Smart Query with Mysql

Asked

Viewed 1,340 times

9

I’m trying to make a "smarter" query on my DB, my doubt is as?

I have a query:

SELECT * from publicacao where titulo like '%$busca%';

and in my DB has several publishing titles, for example:

Farmácia
Pharmácia
Pharmacia
Farmacia

When searching by pharmacy, the 4 lines should be returned.

It is possible to do this?

  • If you give a like on cia it will bring, but will bring more things too... Have little information to give a better answer (at least for me :) )

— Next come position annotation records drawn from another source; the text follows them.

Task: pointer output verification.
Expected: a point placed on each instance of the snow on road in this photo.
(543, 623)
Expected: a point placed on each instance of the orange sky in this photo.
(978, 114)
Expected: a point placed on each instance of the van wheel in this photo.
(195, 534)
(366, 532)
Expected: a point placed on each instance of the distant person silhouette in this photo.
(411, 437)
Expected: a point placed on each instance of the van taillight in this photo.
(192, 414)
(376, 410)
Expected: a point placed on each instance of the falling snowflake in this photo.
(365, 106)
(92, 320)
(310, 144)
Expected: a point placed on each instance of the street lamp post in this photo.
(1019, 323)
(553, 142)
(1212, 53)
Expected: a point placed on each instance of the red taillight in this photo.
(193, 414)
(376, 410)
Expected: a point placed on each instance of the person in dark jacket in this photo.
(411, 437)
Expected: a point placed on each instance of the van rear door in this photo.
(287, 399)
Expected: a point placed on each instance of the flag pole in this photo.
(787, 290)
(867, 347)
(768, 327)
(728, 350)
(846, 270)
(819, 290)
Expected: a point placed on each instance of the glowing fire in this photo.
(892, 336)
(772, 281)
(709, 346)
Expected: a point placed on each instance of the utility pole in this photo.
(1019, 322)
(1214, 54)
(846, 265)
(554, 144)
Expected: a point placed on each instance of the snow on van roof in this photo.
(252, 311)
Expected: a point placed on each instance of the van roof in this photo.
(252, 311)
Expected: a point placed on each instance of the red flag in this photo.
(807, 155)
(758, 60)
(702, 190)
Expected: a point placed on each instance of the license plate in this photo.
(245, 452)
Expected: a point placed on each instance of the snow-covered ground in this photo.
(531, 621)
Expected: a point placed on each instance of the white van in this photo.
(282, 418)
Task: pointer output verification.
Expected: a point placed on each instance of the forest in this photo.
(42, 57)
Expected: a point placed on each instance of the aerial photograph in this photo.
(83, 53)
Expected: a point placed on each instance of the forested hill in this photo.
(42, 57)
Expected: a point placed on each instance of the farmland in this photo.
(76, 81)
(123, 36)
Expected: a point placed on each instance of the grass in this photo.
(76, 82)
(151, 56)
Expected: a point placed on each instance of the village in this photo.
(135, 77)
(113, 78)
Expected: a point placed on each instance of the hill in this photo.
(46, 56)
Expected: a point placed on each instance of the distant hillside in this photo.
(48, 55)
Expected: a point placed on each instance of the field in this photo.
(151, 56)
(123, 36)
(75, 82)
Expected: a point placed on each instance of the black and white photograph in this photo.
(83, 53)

  • then the word sought could be one of the 4 and always return the 4 lines or all q had pharmacy in one of these variations

  • Search for FTS (full text search). The accent has no problem, Mysql does natively if you use an international collation (either in UTF-8, or Latin/ISO, works great, just need to choose one compatible with encoding). In the case of PH already changes a little.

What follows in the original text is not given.